About a fourth of all Medicare spending pays for medical interventions during the last year of life. A seemingly obvious conclusion is that we could save a lot of money if we cut back on medical interventions for the very old, on the theory that a few extra days or weeks of life are not really worth the high cost, especially if those additional days or weeks are unpleasant.
There are in fact good arguments for preferring palliative care to all-out medical efforts to save a life that realistically can’t be saved. There’s even evidence that many people not only suffer less but even live longer with hospice treatment as opposed to extreme interventions until the very end.

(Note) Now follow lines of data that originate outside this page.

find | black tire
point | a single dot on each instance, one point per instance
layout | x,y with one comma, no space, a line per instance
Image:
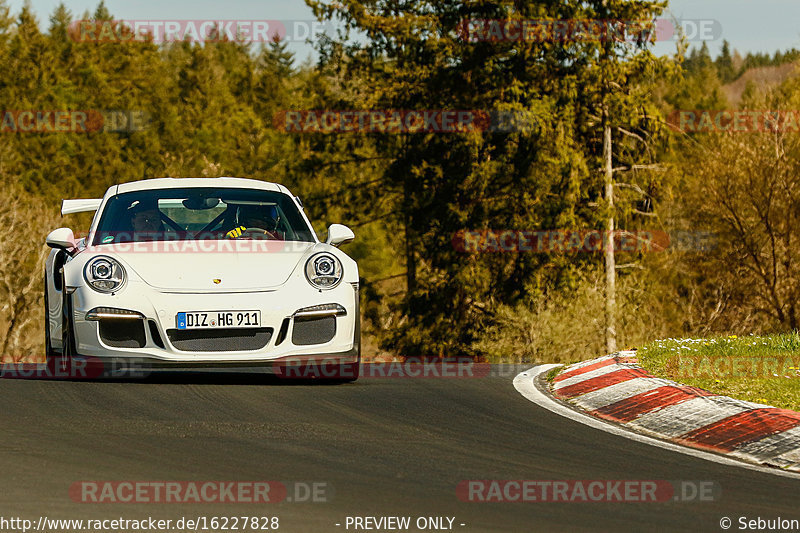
49,351
67,332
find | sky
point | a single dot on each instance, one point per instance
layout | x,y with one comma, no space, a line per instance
749,25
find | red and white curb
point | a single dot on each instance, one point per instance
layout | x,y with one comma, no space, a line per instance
617,389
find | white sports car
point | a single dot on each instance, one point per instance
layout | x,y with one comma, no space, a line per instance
214,272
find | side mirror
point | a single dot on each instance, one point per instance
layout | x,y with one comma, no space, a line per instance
339,234
61,238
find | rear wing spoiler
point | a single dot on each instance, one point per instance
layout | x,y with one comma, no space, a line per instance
79,206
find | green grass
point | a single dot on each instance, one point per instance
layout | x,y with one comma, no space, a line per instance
758,369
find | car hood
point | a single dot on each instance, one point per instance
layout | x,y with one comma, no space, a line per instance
238,267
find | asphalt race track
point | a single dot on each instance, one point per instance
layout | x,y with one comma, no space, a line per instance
396,447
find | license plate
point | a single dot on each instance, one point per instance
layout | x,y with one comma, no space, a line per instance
218,319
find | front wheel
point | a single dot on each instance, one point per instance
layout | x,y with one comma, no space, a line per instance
49,353
67,333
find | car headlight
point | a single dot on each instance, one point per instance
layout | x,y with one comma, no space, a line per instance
324,271
104,274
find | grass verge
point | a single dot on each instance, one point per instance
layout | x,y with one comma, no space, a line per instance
758,369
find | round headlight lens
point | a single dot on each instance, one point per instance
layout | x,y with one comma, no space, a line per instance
324,271
104,274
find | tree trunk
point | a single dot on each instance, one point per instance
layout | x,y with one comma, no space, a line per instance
608,245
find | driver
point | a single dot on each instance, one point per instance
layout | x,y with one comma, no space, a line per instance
256,220
145,218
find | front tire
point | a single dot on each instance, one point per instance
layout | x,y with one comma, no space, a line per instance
67,332
49,352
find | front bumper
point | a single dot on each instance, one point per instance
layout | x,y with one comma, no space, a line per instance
160,343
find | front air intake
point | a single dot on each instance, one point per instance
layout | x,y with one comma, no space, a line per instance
219,340
308,331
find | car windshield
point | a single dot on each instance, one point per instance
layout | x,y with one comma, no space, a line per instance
201,213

But as pediatrician and Indiana University medical professor Aaron Carroll explains in the video below, things aren’t as simple as they might seem. In a lot of cases doctors simply don’t know whether a given very sick patient will respond well to a treatment. Some in very bad shape recover completely. And not all extreme measures are painful or unpleasant. Some improve the quality of life.

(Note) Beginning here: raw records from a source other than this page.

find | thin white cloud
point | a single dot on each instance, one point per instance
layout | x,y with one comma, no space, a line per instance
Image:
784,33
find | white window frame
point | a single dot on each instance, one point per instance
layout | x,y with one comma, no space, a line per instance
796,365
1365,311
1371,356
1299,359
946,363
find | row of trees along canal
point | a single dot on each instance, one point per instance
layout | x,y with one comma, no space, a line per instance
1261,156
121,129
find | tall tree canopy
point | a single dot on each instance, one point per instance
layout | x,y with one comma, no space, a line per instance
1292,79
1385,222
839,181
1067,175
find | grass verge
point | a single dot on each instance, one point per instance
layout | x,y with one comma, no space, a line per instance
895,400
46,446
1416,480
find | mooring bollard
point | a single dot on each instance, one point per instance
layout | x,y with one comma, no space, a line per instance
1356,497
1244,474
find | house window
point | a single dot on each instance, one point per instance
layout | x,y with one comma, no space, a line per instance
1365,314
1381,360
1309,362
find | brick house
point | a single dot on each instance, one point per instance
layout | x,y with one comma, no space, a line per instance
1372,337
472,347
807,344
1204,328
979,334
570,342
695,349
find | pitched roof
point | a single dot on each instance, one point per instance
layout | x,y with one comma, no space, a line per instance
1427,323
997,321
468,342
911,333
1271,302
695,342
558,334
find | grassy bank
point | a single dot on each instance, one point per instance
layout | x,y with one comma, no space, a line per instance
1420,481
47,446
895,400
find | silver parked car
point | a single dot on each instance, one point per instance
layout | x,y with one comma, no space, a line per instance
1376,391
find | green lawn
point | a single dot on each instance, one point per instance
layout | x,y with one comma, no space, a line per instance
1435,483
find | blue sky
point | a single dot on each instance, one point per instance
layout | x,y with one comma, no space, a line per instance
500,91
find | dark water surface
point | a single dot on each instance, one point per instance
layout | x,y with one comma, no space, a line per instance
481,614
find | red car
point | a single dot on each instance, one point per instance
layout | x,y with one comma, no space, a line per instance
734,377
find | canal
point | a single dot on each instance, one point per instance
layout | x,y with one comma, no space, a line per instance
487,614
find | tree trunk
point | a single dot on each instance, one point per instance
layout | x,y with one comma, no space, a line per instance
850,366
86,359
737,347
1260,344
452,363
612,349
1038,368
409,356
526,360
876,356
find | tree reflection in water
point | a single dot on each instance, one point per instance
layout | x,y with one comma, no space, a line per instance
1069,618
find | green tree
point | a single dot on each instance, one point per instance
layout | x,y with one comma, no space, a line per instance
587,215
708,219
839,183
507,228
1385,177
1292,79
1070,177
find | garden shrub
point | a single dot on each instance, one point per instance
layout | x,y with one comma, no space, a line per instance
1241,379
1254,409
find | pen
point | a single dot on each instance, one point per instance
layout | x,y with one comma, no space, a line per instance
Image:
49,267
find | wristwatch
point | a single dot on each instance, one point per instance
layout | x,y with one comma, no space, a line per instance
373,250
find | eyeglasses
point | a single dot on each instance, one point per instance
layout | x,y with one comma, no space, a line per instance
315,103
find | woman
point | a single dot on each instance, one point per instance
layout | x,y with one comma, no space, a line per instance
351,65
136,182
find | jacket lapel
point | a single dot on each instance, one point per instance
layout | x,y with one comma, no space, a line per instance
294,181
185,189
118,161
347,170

Surprisingly, despite far higher per capita healthcare spending in the United States than in other large and wealthy countries, the U.S. actually spends less on end-of-life than many others do.
Dr Carroll also addresses some other misconceptions about Medicare here. (Many still seem not to know that it doesn’t cover long-term skilled nursing care, for example, or that plain traditional Medicare has no cap on sending unless you get a Medigap policy or Medicare Advantage, and the latter has some limitations.